Tourism should empower communities around which it happens

Over the last few years, the amount of contribution tourism has been making to the economy of Botswana as a proportion of GDP has been growing.

That growth has also been in real terms.

To their credit, the Government of Botswana has identified tourism as a key sector that could be developed and harnessed not only to bring cash into the kitty, but also to help reduce the country’s excessive dependence on diamonds.

In that score Government has gone to great lengths to make investments in tourism as attractive and as lucrative as possible.

While a few years ago the sector, especially in the pristine destinations in the north, remained almost exclusively confined to non-Batswana, the last few years have seen Batswana venture into tourism.

Government should also be commended for tackling the issue of racism.

The issue has not died, but it has somewhat subsided.
Like encouraging more Batswana to venture into tourism, the fight against racism is work in progress.

Having said that, we want to hasten to point out that a lot still has to be done to empower communities that stay in the vicinity of tourism destinations.
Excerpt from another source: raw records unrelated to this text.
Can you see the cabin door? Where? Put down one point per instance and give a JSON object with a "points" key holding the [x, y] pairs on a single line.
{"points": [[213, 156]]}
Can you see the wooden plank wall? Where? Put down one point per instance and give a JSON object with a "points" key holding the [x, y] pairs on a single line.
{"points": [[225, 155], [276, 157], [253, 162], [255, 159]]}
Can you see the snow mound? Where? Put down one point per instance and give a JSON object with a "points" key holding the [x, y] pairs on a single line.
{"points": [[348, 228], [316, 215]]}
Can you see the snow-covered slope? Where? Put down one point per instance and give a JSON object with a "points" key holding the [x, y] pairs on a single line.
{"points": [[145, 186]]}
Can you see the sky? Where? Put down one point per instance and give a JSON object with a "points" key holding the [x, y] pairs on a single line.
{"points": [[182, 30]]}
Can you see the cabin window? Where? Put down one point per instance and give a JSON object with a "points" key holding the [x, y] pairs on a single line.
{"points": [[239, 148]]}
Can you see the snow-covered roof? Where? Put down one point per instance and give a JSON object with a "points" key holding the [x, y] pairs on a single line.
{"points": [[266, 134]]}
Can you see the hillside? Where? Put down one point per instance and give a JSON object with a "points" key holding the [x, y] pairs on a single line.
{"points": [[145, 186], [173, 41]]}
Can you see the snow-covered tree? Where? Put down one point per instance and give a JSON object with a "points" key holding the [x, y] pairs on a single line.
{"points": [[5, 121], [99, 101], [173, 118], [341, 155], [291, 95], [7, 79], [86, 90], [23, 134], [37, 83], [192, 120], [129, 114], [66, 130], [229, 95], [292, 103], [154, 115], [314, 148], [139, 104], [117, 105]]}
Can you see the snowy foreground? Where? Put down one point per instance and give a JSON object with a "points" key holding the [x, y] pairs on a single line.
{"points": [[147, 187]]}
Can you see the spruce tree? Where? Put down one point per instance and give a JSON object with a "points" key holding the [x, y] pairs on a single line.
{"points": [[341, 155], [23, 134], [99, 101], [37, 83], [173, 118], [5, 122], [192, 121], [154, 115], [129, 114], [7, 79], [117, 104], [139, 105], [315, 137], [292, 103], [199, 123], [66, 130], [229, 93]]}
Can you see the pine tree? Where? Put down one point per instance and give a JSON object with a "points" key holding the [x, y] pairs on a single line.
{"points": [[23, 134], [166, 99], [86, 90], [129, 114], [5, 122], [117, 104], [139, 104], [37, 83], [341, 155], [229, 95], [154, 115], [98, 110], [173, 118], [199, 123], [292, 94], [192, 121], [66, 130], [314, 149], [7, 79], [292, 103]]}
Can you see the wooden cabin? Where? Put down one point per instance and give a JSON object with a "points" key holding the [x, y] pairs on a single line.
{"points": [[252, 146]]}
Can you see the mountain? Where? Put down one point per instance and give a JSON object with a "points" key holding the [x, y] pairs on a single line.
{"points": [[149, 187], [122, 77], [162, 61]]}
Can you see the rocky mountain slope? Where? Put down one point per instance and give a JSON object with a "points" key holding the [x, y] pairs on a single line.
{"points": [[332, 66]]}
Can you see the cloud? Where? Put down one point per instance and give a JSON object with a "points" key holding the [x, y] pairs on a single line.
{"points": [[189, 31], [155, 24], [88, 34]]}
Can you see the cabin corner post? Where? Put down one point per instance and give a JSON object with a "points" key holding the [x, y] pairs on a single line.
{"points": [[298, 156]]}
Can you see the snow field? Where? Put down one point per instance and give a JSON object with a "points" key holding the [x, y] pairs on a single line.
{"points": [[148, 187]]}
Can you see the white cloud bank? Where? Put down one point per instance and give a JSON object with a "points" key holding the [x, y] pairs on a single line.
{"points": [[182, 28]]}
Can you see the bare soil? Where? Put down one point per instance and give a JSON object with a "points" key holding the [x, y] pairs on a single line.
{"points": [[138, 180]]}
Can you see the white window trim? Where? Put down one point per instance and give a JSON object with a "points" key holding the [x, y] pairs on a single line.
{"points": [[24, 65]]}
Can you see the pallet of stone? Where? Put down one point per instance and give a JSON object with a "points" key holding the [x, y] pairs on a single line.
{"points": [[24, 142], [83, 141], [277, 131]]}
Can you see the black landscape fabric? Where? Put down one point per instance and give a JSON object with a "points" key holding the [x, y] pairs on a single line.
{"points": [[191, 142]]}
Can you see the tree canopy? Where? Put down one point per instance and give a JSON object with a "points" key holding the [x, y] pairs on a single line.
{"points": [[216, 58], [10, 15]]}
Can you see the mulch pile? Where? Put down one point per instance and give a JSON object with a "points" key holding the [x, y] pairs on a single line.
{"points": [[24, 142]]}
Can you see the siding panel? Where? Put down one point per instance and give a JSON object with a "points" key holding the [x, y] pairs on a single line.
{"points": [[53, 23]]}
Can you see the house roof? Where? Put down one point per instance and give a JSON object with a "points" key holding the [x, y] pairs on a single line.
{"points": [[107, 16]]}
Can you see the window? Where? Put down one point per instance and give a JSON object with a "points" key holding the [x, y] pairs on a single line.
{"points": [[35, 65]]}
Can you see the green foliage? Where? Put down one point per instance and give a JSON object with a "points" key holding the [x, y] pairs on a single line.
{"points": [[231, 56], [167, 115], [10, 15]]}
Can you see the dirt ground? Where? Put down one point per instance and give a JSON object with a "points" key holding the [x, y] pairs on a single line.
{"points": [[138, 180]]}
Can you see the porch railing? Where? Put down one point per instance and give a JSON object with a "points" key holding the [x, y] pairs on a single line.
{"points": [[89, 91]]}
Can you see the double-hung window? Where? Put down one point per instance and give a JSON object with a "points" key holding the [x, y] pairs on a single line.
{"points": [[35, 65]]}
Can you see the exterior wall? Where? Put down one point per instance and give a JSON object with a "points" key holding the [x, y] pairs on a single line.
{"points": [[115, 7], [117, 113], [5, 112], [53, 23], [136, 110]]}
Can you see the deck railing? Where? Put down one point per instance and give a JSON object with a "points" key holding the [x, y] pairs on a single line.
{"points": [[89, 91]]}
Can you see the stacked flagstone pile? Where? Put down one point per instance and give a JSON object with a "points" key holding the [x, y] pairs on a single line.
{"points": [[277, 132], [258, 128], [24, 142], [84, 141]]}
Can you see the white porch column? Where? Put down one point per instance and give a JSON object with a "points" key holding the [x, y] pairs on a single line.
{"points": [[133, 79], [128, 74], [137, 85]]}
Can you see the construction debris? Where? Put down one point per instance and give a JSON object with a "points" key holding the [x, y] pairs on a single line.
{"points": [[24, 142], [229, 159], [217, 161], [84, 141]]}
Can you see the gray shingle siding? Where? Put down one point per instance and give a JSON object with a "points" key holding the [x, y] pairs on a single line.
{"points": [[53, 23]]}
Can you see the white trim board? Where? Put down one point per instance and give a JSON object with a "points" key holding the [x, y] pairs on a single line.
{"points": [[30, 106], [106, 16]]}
Take Okavango Delta, for example.

While tourist operators continue to make money, outside the resorts, the villages continue to be hives of poverty.

There are very few linkages between the tourism economy and the lives of villagers in the vicinity.
Incidentally, our leaders frequent these places and yet they seem least concerned.

Either it is because many of our leaders are themselves a part of the aloof tourism operating ventures, or they simply do not give a damn about seeing so much squalor; want in poverty existing side by side with wealth and opulence that come with the dollar wielding tourists from the west.
This coexistence of wealth and poverty is not only confined to Okavango.

The same applies to the Chobe as well as the Tuli Block enclaves.

It is difficult to see how the wealthy operators are able to get a reassurance of the long term sustainability of the businesses when such businesses exist next to such degrading poverty, unemployment and want.

Of course, tourism operators do provide employment, however menial, to these communities but the truth is that there are no coherent plans to integrate these communities into the bigger economy that is extracted from natural resources in their area.

That, we think, is one area that should be of concern to our policy makers.

Integrating these communities into the tourism economy has many benefits.

Because it helps communities to appreciate the true value of resources to themselves they in the end become active participants in the conservation efforts.

A failure to integrate these communities inevitably breeds despondency among them because communities ultimately tend to view themselves as outsiders.

That defeats all attempts to promote conservation of the natural resources, without which tourism itself becomes unsustainable.

While we recognize the efforts that have been made both by the Ministry of Tourism but also by such organisations like Botswana Tourism Organisation, we worry a lot about the sustainability and staying power of what has been achieved so far unless communities surrounding our key tourism areas get to directly feel the positive things into their every daily lives that are a result of tourism.